American ice hockey player (born 1991)

Nathan Thomas Schmidt (born July 16, 1991) is an American professional ice hockey player who is a defenseman for the Utah Mammoth of the National Hockey League (NHL). He previously played for the Washington Capitals, Vegas Golden Knights, Vancouver Canucks, Winnipeg Jets and Florida Panthers.

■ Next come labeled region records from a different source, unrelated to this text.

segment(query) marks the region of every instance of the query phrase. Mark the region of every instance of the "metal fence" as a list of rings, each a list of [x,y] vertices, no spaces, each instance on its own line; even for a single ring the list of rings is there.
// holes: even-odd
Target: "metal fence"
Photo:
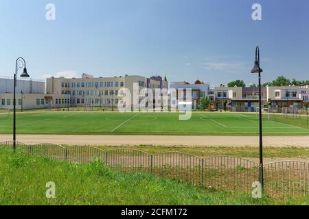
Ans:
[[[13,142],[0,143],[0,149],[13,151]],[[144,172],[172,178],[211,190],[251,193],[259,181],[259,164],[243,158],[218,156],[203,158],[179,152],[151,155],[135,149],[109,151],[78,146],[16,142],[16,151],[43,157],[87,164],[100,159],[122,172]],[[293,197],[309,194],[309,163],[284,161],[264,166],[264,192],[273,197]]]

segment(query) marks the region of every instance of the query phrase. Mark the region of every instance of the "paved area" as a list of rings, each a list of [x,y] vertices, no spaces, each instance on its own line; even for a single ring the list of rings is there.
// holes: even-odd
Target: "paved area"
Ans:
[[[258,146],[258,136],[183,136],[122,135],[17,135],[25,144],[54,143],[67,145],[159,145],[205,146]],[[12,135],[0,135],[0,142],[12,140]],[[309,147],[309,136],[264,136],[265,146]]]

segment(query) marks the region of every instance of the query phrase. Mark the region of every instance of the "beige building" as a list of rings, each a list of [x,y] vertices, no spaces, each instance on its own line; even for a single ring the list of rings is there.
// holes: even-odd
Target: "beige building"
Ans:
[[[12,110],[13,105],[13,94],[0,94],[0,109]],[[56,105],[53,100],[58,99],[59,106],[65,107],[69,103],[68,95],[56,96],[54,94],[16,94],[16,108],[17,110],[32,110],[54,108]]]
[[[47,79],[46,93],[55,95],[56,99],[53,99],[52,101],[56,106],[59,105],[57,96],[66,94],[69,96],[71,106],[117,107],[118,103],[124,102],[124,93],[121,89],[127,88],[130,91],[133,106],[134,92],[140,92],[146,88],[154,92],[156,88],[161,88],[161,82],[138,75],[94,78],[91,75],[83,74],[81,78]],[[141,96],[140,99],[142,98]],[[138,104],[137,101],[135,102]]]
[[[267,100],[272,108],[297,107],[308,102],[309,86],[267,87]]]

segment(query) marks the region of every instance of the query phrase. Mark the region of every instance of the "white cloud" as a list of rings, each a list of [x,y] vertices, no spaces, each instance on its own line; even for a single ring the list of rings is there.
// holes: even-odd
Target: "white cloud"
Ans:
[[[247,68],[247,65],[242,62],[207,62],[203,64],[203,68],[211,70],[226,72],[234,72]]]
[[[44,78],[47,78],[47,77],[68,77],[68,78],[77,77],[77,73],[73,70],[66,70],[55,73],[53,74],[45,74],[45,75],[43,75],[43,77],[44,77]]]

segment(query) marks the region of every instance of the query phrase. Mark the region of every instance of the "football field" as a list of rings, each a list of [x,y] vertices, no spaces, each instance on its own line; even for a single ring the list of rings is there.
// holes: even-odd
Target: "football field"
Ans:
[[[137,134],[256,136],[255,114],[194,112],[187,120],[179,113],[28,112],[16,114],[19,134]],[[5,114],[3,114],[5,115]],[[309,136],[306,116],[284,118],[264,115],[263,132],[269,136]],[[10,133],[12,115],[0,116],[0,133]]]

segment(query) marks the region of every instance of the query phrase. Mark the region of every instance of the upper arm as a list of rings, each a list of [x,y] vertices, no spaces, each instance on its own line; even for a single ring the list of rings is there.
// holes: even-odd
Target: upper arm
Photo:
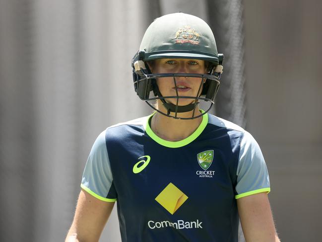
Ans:
[[[238,213],[247,242],[275,242],[276,231],[266,192],[237,199]]]
[[[117,198],[105,141],[105,132],[95,140],[86,162],[75,216],[67,237],[98,241]]]
[[[98,241],[114,203],[98,199],[82,189],[68,235],[76,235],[80,241]]]

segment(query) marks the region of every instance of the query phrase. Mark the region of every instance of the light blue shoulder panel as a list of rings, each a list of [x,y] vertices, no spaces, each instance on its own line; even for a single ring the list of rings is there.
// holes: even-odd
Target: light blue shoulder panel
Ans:
[[[95,140],[85,166],[81,187],[103,201],[113,202],[116,198],[107,198],[113,177],[111,169],[106,143],[106,130]]]
[[[255,139],[247,131],[244,131],[241,143],[236,174],[236,199],[270,191],[268,172],[261,151]]]

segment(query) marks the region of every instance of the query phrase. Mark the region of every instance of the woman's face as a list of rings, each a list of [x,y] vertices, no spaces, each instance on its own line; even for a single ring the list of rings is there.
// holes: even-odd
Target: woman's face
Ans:
[[[206,73],[204,61],[202,60],[190,59],[160,59],[154,61],[151,67],[153,74],[159,73]],[[176,82],[179,96],[199,96],[202,90],[199,87],[202,80],[200,78],[176,77]],[[205,80],[204,80],[205,81]],[[173,77],[157,79],[157,84],[162,96],[176,96],[176,87]],[[174,104],[176,98],[166,99],[167,102]],[[178,105],[184,106],[193,102],[194,99],[179,98]]]

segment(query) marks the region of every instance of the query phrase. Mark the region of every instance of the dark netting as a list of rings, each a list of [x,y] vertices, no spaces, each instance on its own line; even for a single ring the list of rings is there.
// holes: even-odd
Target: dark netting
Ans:
[[[209,25],[218,49],[225,55],[224,75],[216,97],[216,114],[245,128],[243,5],[240,0],[208,0],[207,5]]]
[[[157,86],[155,83],[156,79],[159,80],[162,78],[168,78],[172,77],[173,79],[174,85],[176,90],[176,95],[174,96],[164,96],[159,90]],[[198,91],[195,96],[185,96],[179,95],[178,89],[180,89],[177,84],[176,78],[185,77],[197,78],[200,80],[200,84]],[[140,88],[140,84],[144,83],[144,88],[149,88],[150,85],[153,86],[150,92],[145,91],[144,93],[146,95],[143,96],[139,95],[140,98],[145,100],[147,104],[157,112],[161,113],[167,117],[170,117],[178,119],[192,119],[197,118],[206,113],[211,108],[212,105],[214,103],[214,99],[215,98],[216,93],[219,87],[220,82],[219,81],[219,77],[214,75],[206,75],[206,74],[188,74],[188,73],[165,73],[159,74],[146,74],[144,77],[140,79],[139,81],[134,81],[134,84],[137,85],[137,88]],[[196,81],[197,81],[196,80]],[[147,84],[146,82],[148,82]],[[204,85],[207,84],[210,86],[212,90],[202,95],[202,87]],[[203,93],[202,93],[203,94]],[[152,94],[152,95],[151,95]],[[151,96],[150,96],[150,95]],[[179,100],[180,99],[190,99],[191,102],[185,106],[179,105]],[[156,100],[161,100],[164,106],[167,110],[167,112],[162,112],[160,109],[157,109],[152,101]],[[172,100],[175,99],[175,100]],[[204,102],[203,105],[203,108],[205,108],[204,112],[201,114],[195,114],[196,108],[198,108],[198,104],[200,101]],[[186,112],[192,111],[192,116],[190,117],[178,117],[178,113]]]

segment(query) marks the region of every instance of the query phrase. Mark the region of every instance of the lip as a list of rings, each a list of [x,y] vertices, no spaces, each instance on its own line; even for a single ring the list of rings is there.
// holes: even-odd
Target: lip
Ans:
[[[176,81],[176,84],[177,84],[177,86],[179,86],[180,85],[184,85],[185,86],[186,86],[188,88],[190,89],[190,85],[189,85],[187,82],[185,82],[185,81]],[[174,89],[176,89],[175,86],[174,86],[173,88]]]
[[[186,88],[180,88],[178,87],[177,89],[178,90],[178,92],[186,92],[189,91],[191,89],[191,88],[190,88],[190,86],[187,83],[187,82],[185,82],[185,81],[176,81],[176,84],[177,84],[177,87],[180,85],[183,85],[186,87]],[[172,89],[175,91],[176,91],[175,86],[173,87]]]

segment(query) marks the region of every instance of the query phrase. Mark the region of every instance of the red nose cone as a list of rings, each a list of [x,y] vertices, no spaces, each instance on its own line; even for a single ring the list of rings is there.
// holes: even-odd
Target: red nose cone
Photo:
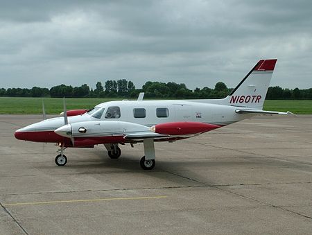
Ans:
[[[15,133],[14,133],[14,136],[17,139],[21,139],[21,140],[25,139],[25,134],[24,134],[24,132],[15,132]]]
[[[170,135],[194,134],[206,132],[220,125],[196,122],[175,122],[157,124],[155,132],[159,134]]]

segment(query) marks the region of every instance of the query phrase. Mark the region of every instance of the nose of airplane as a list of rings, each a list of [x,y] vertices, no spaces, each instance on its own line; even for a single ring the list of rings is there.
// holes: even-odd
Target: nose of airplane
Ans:
[[[17,139],[26,140],[25,132],[17,130],[15,133],[14,136]]]
[[[71,137],[71,125],[67,124],[60,128],[56,129],[54,132],[64,137]]]

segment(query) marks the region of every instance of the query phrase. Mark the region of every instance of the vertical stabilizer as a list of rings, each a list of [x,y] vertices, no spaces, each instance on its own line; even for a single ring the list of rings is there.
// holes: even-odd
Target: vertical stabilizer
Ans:
[[[262,110],[277,60],[259,60],[223,104]]]

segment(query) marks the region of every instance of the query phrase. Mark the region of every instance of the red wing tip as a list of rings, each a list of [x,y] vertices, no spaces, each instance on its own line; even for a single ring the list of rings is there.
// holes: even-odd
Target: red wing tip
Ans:
[[[273,71],[277,59],[260,60],[254,71]]]

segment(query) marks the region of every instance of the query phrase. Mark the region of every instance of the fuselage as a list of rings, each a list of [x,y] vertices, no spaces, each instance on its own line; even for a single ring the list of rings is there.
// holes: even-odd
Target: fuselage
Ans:
[[[194,101],[124,100],[101,103],[87,113],[69,116],[68,123],[122,121],[151,127],[165,123],[200,122],[224,126],[252,116],[238,114],[236,109],[237,107]],[[54,132],[64,125],[64,117],[49,119],[17,130],[15,137],[35,142],[69,142]]]

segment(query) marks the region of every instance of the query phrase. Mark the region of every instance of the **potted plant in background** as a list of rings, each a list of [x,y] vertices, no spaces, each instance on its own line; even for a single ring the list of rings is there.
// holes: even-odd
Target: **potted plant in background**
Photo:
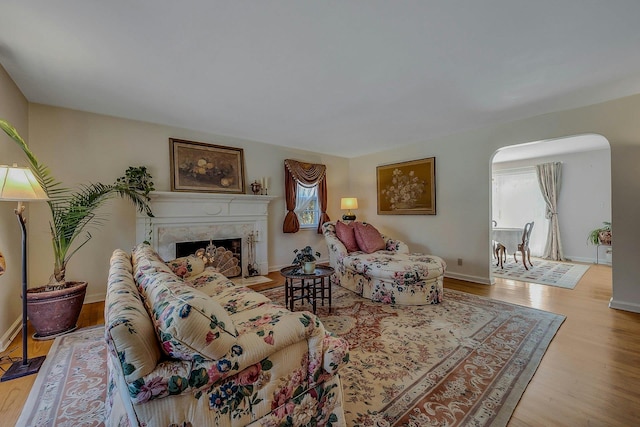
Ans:
[[[611,222],[603,221],[603,226],[589,232],[587,242],[592,245],[611,245]]]
[[[11,124],[0,120],[0,127],[26,154],[33,174],[49,197],[53,274],[48,284],[27,291],[27,313],[36,330],[34,338],[51,339],[76,328],[87,282],[67,281],[67,264],[91,239],[87,226],[102,224],[104,218],[99,216],[98,208],[107,200],[122,197],[139,212],[152,217],[148,204],[149,192],[154,190],[152,176],[144,166],[129,167],[113,184],[89,183],[76,189],[65,188],[38,161]]]
[[[296,255],[293,265],[300,266],[305,274],[313,274],[316,271],[316,257],[320,258],[320,252],[314,252],[311,246],[305,246],[302,249],[295,249],[293,253]]]

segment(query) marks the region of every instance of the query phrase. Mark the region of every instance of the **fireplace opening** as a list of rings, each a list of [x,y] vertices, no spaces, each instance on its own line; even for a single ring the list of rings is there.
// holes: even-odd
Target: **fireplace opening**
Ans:
[[[221,262],[220,265],[215,264],[214,267],[219,268],[220,272],[228,278],[237,277],[242,275],[242,239],[214,239],[214,240],[199,240],[194,242],[176,242],[176,258],[194,255],[199,249],[206,250],[207,246],[212,244],[216,248],[225,248],[230,251],[235,261],[228,262],[228,260],[216,260]],[[235,265],[237,268],[229,269],[227,267]]]

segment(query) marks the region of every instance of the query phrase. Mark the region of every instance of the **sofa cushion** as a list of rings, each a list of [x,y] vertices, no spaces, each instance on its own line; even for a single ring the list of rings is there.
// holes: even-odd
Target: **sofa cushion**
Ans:
[[[355,222],[353,226],[356,242],[361,251],[370,254],[386,248],[384,239],[373,225]]]
[[[183,279],[195,276],[204,271],[204,261],[195,255],[189,255],[167,261],[167,265],[174,274]]]
[[[218,302],[170,271],[149,269],[144,261],[134,268],[139,290],[167,355],[181,360],[217,360],[229,352],[237,332]]]
[[[360,247],[356,241],[355,228],[353,223],[346,224],[342,221],[336,222],[336,236],[342,242],[348,252],[359,251]]]

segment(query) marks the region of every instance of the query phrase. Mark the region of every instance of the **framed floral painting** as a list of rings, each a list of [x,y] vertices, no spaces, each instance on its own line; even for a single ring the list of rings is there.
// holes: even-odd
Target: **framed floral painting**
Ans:
[[[436,158],[376,168],[379,215],[436,214]]]
[[[242,148],[169,138],[171,191],[244,193]]]

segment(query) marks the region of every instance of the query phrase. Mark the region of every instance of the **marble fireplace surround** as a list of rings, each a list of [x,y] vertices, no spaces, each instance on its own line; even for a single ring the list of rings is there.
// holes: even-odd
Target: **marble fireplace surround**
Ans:
[[[262,275],[268,273],[267,217],[275,197],[177,191],[154,191],[150,196],[154,218],[137,214],[136,241],[149,241],[165,261],[176,257],[178,242],[240,238],[246,276],[247,237],[254,233],[257,269]]]

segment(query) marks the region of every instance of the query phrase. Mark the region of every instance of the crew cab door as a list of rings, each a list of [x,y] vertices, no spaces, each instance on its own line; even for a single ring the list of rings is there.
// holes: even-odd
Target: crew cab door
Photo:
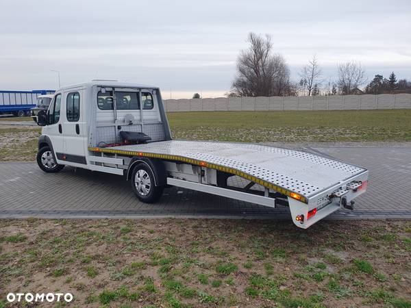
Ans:
[[[62,97],[62,93],[57,93],[53,98],[47,113],[48,124],[42,131],[43,135],[47,135],[50,138],[55,157],[63,150],[62,120],[60,114]],[[58,158],[57,163],[61,164],[58,162]]]
[[[85,142],[86,142],[83,90],[73,90],[64,94],[65,110],[63,116],[63,153],[62,159],[66,164],[86,164]],[[71,164],[73,163],[73,164]],[[75,165],[74,165],[75,166]]]

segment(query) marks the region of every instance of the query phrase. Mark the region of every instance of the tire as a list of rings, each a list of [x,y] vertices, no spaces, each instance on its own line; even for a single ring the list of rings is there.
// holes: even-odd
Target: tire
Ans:
[[[145,203],[157,201],[162,194],[164,186],[155,186],[153,171],[146,164],[138,164],[132,174],[132,188],[137,198]]]
[[[64,165],[59,165],[55,162],[53,153],[49,146],[43,146],[38,150],[37,164],[41,170],[47,173],[58,172],[64,168]]]

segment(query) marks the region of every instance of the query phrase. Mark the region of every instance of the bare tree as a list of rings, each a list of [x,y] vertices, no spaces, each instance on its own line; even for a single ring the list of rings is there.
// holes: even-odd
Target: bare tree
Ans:
[[[338,91],[341,94],[354,94],[366,82],[365,72],[360,62],[352,60],[340,64],[337,70]]]
[[[237,60],[237,75],[232,85],[236,96],[289,95],[293,92],[290,69],[284,58],[273,53],[271,38],[250,33],[249,47]]]
[[[319,62],[316,58],[316,55],[314,55],[312,59],[311,59],[307,65],[301,68],[299,73],[300,82],[299,84],[303,88],[304,92],[307,91],[308,96],[312,95],[312,90],[314,87],[319,87],[323,82],[321,79],[321,75],[323,72]]]

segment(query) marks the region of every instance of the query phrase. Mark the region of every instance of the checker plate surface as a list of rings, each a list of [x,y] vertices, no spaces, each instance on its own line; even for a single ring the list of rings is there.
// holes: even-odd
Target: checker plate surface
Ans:
[[[169,140],[109,149],[201,160],[237,169],[306,197],[365,171],[306,152],[258,144]]]

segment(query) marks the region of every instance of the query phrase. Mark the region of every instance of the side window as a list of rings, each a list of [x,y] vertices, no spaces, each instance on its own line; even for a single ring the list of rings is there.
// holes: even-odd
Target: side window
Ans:
[[[54,97],[49,108],[49,124],[55,124],[60,120],[60,110],[62,103],[62,94]]]
[[[77,122],[80,118],[80,94],[78,92],[67,95],[66,115],[68,122]]]
[[[151,110],[154,108],[154,101],[153,101],[153,97],[151,93],[142,92],[141,101],[142,103],[142,109]]]

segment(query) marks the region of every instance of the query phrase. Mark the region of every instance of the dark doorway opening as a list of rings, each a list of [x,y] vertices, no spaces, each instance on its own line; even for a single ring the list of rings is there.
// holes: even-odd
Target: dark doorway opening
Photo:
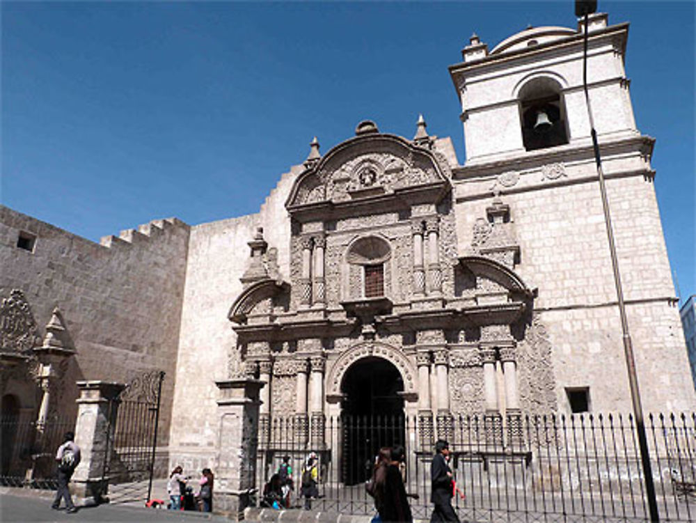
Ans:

As an undrafted player, Schmidt signed with the Capitals in 2013 after playing for the University of Minnesota. He was claimed by the expansion Golden Knights in 2017, and was part of the upstart inaugural season of the Golden Knights that saw them qualify for the Stanley Cup Final against his former team, the Capitals. After stints with the Vancouver Canucks and Winnipeg Jets, Schmidt signed with the Florida Panthers as a free agent in 2024, with whom he won the Stanley Cup in 2025.

==Playing career==

===Amateur===
While a member of St. Cloud Cathedral of the Minnesota State High School League (MSHSL), Schmidt was selected first overall by the Fargo Force in the 2007 United States Hockey League Futures Draft. His lone year with the Force came during the 2009–10 season, where he recorded 14 goals and 37 points in 57 games.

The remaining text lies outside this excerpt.